My grannies each spent a lot of their day in their kitchens.
My dad’s mom had a nice modern house with a kitchen that she had some input into designing. I like to think back to the big farmhouse kitchen, though, when I remember Grandma R. The windows above the sink looked out to the grainery and beyond to her beloved vegetable garden where she grew asparagas when many people on the prairies didn’t even know what it was.
She also had huge flour bins built in around the kitchen sink. I’m not sure how much flour each one held, but probably around 100# I’m guessing. She baked wonderful “brown bread” when most people had switched to store-bought white bread.
She also had a ‘root cellar’ which was a sort of small, unfinished basement… unfinished in that it showed off the roots of surrounding plants where more modern cellars would be covered in with cement. She did a lot of preserving of fruits and veggies. I think of her canned crabapples, for example. The favorite of
all time preserves, for me at least, was the root beerthat she made a couple of times in my memory. Maybe it was called root beer because my Granny stored it in her root cellar?

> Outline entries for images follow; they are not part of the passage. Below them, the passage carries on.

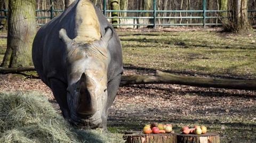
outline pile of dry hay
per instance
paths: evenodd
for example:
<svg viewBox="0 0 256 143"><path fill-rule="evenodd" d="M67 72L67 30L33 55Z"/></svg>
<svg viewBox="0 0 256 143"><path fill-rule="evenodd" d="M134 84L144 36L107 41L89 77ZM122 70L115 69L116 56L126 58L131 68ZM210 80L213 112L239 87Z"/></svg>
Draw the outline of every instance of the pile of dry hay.
<svg viewBox="0 0 256 143"><path fill-rule="evenodd" d="M0 142L123 142L120 134L71 128L42 94L0 92Z"/></svg>

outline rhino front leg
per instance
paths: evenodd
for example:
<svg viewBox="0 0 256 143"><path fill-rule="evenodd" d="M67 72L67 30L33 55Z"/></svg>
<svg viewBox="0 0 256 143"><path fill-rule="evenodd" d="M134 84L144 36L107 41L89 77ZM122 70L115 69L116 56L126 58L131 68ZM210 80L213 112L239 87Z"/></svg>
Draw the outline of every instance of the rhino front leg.
<svg viewBox="0 0 256 143"><path fill-rule="evenodd" d="M111 81L108 83L108 100L107 102L106 108L103 110L102 113L102 122L101 127L107 132L107 120L108 119L108 110L113 104L113 102L116 98L116 93L118 90L120 81L121 80L122 73L116 75Z"/></svg>
<svg viewBox="0 0 256 143"><path fill-rule="evenodd" d="M67 86L60 80L51 78L50 79L51 89L52 89L55 99L60 106L60 110L64 117L68 119L69 110L67 100Z"/></svg>

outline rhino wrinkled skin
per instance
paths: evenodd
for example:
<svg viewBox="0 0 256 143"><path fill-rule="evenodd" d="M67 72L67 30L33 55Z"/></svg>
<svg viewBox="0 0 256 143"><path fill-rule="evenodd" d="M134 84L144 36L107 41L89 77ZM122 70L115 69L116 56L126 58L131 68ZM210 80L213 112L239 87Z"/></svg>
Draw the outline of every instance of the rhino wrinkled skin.
<svg viewBox="0 0 256 143"><path fill-rule="evenodd" d="M32 54L63 116L106 129L123 69L120 40L101 11L89 0L75 1L38 30Z"/></svg>

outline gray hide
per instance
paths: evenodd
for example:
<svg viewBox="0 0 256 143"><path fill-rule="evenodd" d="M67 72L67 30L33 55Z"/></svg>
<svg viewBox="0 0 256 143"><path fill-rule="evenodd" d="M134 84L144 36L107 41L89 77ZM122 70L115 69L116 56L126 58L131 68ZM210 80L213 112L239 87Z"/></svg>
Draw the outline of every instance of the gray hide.
<svg viewBox="0 0 256 143"><path fill-rule="evenodd" d="M72 113L73 111L70 110L71 105L68 105L67 102L67 88L68 83L67 71L69 69L67 69L66 64L66 45L60 39L59 31L61 29L66 29L67 35L71 39L78 36L78 27L83 20L86 20L86 18L78 20L75 18L77 14L78 4L82 1L84 0L75 1L63 13L49 21L38 30L33 43L33 62L40 78L52 89L65 117L77 125L90 128L99 127L106 129L108 109L115 99L123 71L122 55L121 44L117 34L95 6L93 6L100 23L101 35L102 36L105 35L105 29L107 27L110 28L113 32L113 37L107 46L108 65L107 71L105 71L107 72L108 95L106 105L101 113L100 121L92 123L94 122L93 116L74 116ZM86 13L86 11L83 12ZM86 42L84 44L86 44ZM85 63L81 66L92 65ZM83 77L82 74L79 76Z"/></svg>

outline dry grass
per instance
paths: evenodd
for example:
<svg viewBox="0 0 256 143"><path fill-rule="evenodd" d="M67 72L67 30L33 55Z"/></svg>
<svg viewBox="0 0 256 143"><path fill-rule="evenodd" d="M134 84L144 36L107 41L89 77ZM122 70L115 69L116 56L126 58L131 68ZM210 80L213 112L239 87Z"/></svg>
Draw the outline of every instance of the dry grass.
<svg viewBox="0 0 256 143"><path fill-rule="evenodd" d="M0 92L0 142L122 142L120 134L69 126L38 92Z"/></svg>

I don’t believe that Granny R. had too many fancy appliances. I remember a meat grinder that you screwed on to a counter,
and a jelly-making frame with a muslim bag hanging from it when it was jelly-making season. In the old farmhouse I don’t actually recall her using an electric beater– just a manual hand-held one, and the old-time potato smashers
and doodads for making pie crust. She probably had a bottle capper for making the root beer. Oh, yeah, there was a cream separator…. but when I was a child they no longer had a milk cow.
In general, my Granny R.’s kitchen was a fascinating place. I imagine if she was my age today she would have all the bells and whistles of mod-con kitchens. I’m pretty sure that she would have a Vita-Mix, because that is one muscular health-providing machine that no kitchen should be without!